N'Djin W Apoutou, Chapelon Jean-Yves, Melodelima David
LabTAU, Inserm U1032, Institut National de la Santé et de la Recherche Médicale, Lyon, France; Université Claude Bernard Lyon 1, Lyon, France.
PLoS One. 2015 Sep 23;10(9):e0137317. doi: 10.1371/journal.pone.0137317. eCollection 2015.
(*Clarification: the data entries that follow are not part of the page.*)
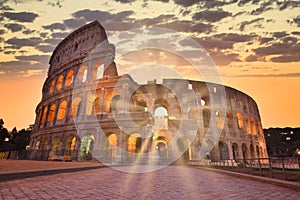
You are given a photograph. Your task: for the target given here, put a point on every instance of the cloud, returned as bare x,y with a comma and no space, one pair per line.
45,48
211,16
186,3
21,16
14,27
246,23
265,75
37,58
55,26
18,43
223,59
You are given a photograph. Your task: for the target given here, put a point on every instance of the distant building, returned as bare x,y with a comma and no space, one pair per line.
136,120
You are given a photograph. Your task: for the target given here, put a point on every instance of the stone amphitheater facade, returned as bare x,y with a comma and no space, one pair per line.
88,111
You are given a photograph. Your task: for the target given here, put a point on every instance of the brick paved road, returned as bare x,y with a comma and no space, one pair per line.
173,182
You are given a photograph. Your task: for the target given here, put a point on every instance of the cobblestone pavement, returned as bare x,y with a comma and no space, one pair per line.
173,182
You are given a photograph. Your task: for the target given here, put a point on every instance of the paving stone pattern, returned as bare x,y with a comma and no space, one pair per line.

Organ motion is a key component in the treatment of abdominal tumors by High Intensity Focused Ultrasound (HIFU), since it may influence the safety, efficacy and treatment time. Here we report the development in a porcine model of an Ultrasound (US) image-based dynamic fusion modeling method for predicting the effect of in vivo motion on intraoperative HIFU treatments performed in the liver in conjunction with surgery. A speckle tracking method was used on US images to quantify in vivo liver motions occurring intraoperatively during breathing and apnea. A fusion modeling of HIFU treatments was implemented by merging dynamic in vivo motion data in a numerical modeling of HIFU treatments. Two HIFU strategies were studied: a spherical focusing delivering 49 juxtapositions of 5-second HIFU exposures and a toroidal focusing using 1 single 40-second HIFU exposure. Liver motions during breathing were spatially homogenous and could be approximated to a rigid motion mainly encountered in the cranial-caudal direction (f = 0.20 Hz, magnitude > 13 mm). Elastic liver motions due to cardiovascular activity, although negligible, were detectable near millimeter-wide sus-hepatic veins (f = 0.96 Hz, magnitude < 1 mm). The fusion modeling quantified the deleterious effects of respiratory motions on the size and homogeneity of a standard "cigar-shaped" millimetric lesion usually predicted after a 5-second single spherical HIFU exposure in stationary tissues (Dice Similarity Coefficient: DSC < 45%). This method assessed the ability to enlarge HIFU ablations during respiration, either by juxtaposing "cigar-shaped" lesions with spherical HIFU exposures, or by generating one large single lesion with toroidal HIFU exposures (DSC > 75%). Fusion modeling predictions were preliminarily validated in vivo and showed the potential of using a long-duration toroidal HIFU exposure to accelerate the ablation process during breathing (from 0.5 to 6 cm3 · min(-1)). To improve HIFU treatment control, dynamic fusion modeling may be interesting for assessing numerically focusing strategies and motion compensation techniques in more realistic conditions.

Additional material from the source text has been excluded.